5. A tree, a field, a water body and horizon in a crisis situation are the sites to hold on with and immerse into all these ecological happenings with emotion as crop of care.

Through conversation, observations and participation around occupational memories, spatial memories, ecological memories, memories related with caste practices in the process of farming, and memories around material culture. The attempt is to understand and reflect the hidden narratives in the village and beyond; to realise forms and methods from non-human positions that can have the language and character of situations that reflect and cultivate care.

A sub season on methodology-

In the village, spiritual beliefs and seasons still exist as effective forces to construct reality in contrast with notions of difficult time and machinic time. Waiting and patience become important characters in processing the project in time. I am in waiting, becoming a silent observer, and the attempt is to listen the ecological and occupational happenings and incorporate the emotional aspect in the process of research by navigating the context, time and memories from the backfoot position. I hope that this will lead to a form outside of the popular establishment.

6. What do you hope will be the outcome of this residency?

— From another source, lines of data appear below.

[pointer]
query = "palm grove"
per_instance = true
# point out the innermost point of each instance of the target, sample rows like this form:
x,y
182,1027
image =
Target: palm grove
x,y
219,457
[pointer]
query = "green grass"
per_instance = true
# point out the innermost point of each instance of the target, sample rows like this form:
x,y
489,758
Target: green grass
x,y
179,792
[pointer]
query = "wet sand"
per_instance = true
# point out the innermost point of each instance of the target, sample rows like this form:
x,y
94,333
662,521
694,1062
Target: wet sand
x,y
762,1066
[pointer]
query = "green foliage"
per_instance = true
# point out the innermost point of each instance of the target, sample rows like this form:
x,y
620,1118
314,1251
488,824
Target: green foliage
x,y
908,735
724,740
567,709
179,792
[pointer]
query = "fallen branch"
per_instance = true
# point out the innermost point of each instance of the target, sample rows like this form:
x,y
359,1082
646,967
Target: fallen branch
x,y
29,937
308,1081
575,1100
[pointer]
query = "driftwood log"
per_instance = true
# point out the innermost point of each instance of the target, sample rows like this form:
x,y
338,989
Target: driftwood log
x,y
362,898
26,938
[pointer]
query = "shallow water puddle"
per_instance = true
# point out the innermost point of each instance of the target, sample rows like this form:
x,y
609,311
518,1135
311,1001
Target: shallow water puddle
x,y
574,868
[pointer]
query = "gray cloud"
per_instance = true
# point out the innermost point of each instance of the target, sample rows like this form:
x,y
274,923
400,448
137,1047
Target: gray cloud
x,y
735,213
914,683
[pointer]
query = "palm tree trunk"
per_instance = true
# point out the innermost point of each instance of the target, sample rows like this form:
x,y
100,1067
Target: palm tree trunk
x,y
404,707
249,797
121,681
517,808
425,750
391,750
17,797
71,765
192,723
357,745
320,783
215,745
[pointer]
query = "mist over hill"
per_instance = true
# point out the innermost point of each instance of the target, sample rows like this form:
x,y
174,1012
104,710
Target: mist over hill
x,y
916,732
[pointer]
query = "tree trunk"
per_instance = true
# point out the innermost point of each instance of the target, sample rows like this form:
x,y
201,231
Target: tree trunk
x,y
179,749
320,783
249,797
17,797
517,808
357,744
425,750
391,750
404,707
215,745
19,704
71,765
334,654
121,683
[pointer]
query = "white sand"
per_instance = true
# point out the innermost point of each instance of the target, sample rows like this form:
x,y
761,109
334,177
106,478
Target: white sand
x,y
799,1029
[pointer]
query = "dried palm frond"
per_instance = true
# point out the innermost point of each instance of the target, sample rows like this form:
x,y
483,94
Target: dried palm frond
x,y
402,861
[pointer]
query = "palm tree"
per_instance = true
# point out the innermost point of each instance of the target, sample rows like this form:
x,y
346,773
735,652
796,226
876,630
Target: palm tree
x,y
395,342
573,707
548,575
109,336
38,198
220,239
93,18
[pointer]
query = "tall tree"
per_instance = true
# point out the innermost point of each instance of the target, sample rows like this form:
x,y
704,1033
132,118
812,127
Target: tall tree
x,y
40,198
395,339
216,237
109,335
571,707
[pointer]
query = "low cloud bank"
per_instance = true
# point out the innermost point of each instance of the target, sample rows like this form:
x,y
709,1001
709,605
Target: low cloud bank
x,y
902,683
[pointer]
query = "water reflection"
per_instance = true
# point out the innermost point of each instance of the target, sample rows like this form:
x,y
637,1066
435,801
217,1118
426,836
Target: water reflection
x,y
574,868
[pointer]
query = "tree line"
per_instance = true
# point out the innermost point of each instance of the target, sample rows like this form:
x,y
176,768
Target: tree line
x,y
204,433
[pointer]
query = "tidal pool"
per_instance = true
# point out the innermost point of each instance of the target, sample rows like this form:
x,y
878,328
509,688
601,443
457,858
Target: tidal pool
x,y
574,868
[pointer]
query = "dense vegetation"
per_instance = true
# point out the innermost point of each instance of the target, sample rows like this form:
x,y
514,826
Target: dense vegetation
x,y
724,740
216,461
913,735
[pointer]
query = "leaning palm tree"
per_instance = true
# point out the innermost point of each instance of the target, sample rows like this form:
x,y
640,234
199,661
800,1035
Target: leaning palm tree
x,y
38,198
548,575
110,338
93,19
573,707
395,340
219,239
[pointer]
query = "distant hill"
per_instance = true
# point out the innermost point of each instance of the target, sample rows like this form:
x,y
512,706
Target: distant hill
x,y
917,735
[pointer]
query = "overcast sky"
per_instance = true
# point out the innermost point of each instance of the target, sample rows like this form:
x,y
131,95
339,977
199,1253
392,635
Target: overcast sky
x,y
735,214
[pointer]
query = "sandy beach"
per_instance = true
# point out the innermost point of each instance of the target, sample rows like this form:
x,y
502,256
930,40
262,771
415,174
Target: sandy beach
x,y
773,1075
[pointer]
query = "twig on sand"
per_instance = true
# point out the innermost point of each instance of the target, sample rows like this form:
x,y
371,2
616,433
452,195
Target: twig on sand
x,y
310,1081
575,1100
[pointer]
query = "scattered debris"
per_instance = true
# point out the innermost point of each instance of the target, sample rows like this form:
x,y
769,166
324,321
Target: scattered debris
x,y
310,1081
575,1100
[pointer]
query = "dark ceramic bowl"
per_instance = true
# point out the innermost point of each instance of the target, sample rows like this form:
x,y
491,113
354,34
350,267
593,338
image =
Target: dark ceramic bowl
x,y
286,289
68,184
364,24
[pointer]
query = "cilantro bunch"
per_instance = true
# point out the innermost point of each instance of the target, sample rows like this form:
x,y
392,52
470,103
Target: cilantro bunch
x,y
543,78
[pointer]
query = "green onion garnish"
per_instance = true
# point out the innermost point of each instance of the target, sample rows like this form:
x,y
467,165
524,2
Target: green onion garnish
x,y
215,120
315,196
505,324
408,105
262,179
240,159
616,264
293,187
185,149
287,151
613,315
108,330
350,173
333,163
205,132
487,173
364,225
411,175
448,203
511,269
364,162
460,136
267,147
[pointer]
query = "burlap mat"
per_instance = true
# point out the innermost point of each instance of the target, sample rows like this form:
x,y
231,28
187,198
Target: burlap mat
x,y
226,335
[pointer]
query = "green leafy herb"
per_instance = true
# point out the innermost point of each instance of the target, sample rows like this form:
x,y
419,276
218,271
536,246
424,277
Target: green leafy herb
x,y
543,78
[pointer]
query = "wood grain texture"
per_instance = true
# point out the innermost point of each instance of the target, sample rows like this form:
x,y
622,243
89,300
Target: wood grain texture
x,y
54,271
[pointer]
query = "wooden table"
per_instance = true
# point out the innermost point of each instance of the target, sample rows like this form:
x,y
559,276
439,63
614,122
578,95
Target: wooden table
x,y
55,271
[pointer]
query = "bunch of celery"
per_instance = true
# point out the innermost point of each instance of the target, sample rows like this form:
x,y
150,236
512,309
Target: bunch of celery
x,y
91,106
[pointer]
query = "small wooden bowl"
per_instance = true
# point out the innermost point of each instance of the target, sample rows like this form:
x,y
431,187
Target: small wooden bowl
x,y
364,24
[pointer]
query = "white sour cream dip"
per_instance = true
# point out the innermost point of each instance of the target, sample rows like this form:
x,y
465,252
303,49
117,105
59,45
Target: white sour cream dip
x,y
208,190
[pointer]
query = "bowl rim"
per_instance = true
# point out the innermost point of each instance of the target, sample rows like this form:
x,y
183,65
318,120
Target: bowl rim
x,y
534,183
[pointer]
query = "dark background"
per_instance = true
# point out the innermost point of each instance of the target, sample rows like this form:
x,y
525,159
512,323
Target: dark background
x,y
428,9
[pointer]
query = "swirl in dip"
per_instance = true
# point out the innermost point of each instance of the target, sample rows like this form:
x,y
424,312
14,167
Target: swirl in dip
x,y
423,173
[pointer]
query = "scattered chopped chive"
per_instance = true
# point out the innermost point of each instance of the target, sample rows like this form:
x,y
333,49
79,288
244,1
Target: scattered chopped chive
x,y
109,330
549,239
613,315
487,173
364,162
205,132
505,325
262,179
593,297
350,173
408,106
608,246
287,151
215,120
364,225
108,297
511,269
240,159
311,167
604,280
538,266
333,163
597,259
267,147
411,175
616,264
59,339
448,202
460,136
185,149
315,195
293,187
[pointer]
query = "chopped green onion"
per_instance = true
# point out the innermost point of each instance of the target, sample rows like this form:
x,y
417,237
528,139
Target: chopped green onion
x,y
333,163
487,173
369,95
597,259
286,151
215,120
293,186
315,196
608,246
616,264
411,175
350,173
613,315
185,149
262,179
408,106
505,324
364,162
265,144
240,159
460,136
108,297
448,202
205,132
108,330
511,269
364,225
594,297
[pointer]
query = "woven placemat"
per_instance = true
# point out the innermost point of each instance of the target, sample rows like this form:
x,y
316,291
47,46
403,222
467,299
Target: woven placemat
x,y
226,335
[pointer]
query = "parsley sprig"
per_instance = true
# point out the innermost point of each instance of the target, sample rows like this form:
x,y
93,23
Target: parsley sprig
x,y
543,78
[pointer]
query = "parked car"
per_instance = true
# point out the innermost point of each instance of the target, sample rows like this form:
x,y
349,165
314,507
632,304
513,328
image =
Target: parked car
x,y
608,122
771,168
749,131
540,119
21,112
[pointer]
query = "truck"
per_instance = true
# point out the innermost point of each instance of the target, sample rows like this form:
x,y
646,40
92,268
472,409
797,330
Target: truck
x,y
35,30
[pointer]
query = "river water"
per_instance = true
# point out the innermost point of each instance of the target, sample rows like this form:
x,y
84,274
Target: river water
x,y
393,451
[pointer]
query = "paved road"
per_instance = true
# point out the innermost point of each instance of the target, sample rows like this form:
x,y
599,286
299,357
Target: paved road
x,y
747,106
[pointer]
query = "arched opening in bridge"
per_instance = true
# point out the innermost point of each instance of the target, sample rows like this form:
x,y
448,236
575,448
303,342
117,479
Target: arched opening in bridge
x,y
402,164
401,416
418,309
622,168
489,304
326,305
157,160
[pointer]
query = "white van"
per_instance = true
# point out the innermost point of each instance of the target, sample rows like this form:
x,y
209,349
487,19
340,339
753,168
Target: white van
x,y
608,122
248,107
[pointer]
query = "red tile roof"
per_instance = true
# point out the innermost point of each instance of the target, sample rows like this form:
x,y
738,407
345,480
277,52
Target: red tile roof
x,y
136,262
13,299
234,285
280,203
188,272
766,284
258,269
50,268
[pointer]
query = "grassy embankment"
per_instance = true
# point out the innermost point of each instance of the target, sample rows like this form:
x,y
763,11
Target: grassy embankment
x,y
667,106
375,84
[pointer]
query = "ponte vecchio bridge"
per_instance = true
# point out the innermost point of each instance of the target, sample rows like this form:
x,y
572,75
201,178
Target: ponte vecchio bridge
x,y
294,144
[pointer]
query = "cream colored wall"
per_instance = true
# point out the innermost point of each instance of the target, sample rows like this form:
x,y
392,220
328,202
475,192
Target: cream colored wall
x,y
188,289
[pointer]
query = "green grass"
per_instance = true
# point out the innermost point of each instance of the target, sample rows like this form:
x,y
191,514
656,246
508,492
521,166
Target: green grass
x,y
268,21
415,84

I hope to host multiple actions of care in the future in various contexts. A travelogue in time could be the model outcome of the research process, but the process is still very much open and the form is entirely depends on the outcomes of the findings.

For example –

To be a farmer without land and, to care –

Hari Chauhan, while cleaning his wheat grains, told about his one month sleepless nights and days because he used to plough the fields by day in the village, and by night he used to pull rickshaw in town to feed his family.

This experience of Hari Chauhan can take any form and shape and the intention would be to excavate the form from the story itself.